Kim-Anh Lê Cao
Associate Professor, Statistical Genomics
School of Mathematics and Statistics, The University of Melbourne, Australia
Multivariate integration of multi-omics data
Abstract:
Technological improvements have allowed for the collection of data from different molecular compartments (e.g. gene expression, protein abundance) resulting in multiple ‘omics data from the same set of biospecimens or individuals (e.g. transcriptomics, proteomics). We propose to adopt a systems biology holistic approach by statistically integrating data from these multi-omics. Such approach provides improved biological insights compared with traditional single omics analyses, as it allows to take into account interactions between omics layers.
Integrating data include numerous challenges – data are complex and large, each with few samples (< 50) and many molecules (> 10,000), and generated using different technologies. We have developed a comprehensive dimension reduction multivariate framework to address some of these challenges in the R package mixOmics. I will give a broad overview of the different methods implemented in the package, and how we define statistical data integration in this context. I will then illustrate how we applied these approaches for the analyses of different multi-omics studies, ranging from a human newborns study to multi-omics microbiomes as well as some work in single cell multi-omics. Across all these studies, our main goal is to identify a signature composed of biological markers of different types to characterise a specific phenotype or disease status, and thus better understand the underlying molecular mechanisms of a biological system.
Key references:
Rohart F, Gautier B, Singh A, Lê Cao K-A (2017). mixOmics: an R package for ‘omics feature selection and multiple data integration. PLoS Comput Biol 13(11): e1005752.

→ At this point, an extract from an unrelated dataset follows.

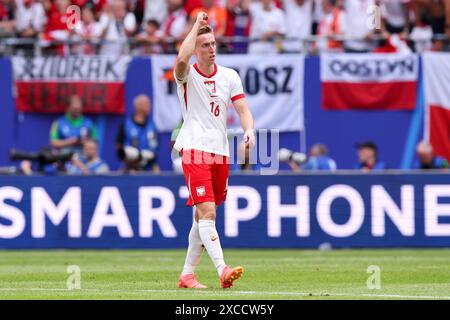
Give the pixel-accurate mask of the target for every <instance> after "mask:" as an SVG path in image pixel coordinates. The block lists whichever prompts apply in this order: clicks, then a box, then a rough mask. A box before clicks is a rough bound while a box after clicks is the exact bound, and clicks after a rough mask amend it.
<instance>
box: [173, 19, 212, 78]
mask: <svg viewBox="0 0 450 320" xmlns="http://www.w3.org/2000/svg"><path fill="white" fill-rule="evenodd" d="M207 21H208V15H207V14H206V13H204V12H199V13H198V14H197V20H196V21H195V23H194V25H193V26H192V29H191V31H190V32H189V33H188V35H187V37H186V38H185V39H184V41H183V43H182V44H181V47H180V51H179V52H178V57H177V61H176V63H175V76H176V77H177V79H178V80H183V79H184V78H185V77H186V74H187V72H188V70H189V68H188V67H189V60H190V59H191V56H192V55H193V54H194V50H195V42H196V41H197V33H198V30H199V29H200V28H201V27H202V26H204V25H206V23H207Z"/></svg>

Lê Cao K-A. and Welham Z (2021). Multivariate Data Integration Using R: Methods and Applications with the mixOmics package. CRC Chapman & Hall.
Biography:
A/Prof Kim-Anh Lê Cao develops computational methods, software and tools to interpret big biological data and answer research questions efficiently. Kim-Anh has a mathematical engineering background and graduated with a PhD in statistics from the Université de Toulouse, France. She then moved to Australia to forge her own non-linear career path, first working as a biostatistician consultant at QFAB Bioinformatics, then as a research group leader at the biomedical University of Queensland Diamantina Institute. She currently continues her strong research focus at the University of Melbourne. Kim-Anh has secured two consecutive NHMRC fellowships from 2014. In 2019 she received the Australian Academy of Science’s Moran Medal for her contributions to Applied Statistics. She was selected to the international HomewardBound leadership program for women in STEMM, culminating to a trip to Antarctica in 2019, and the superstars of STEM program from Science Technology Australia.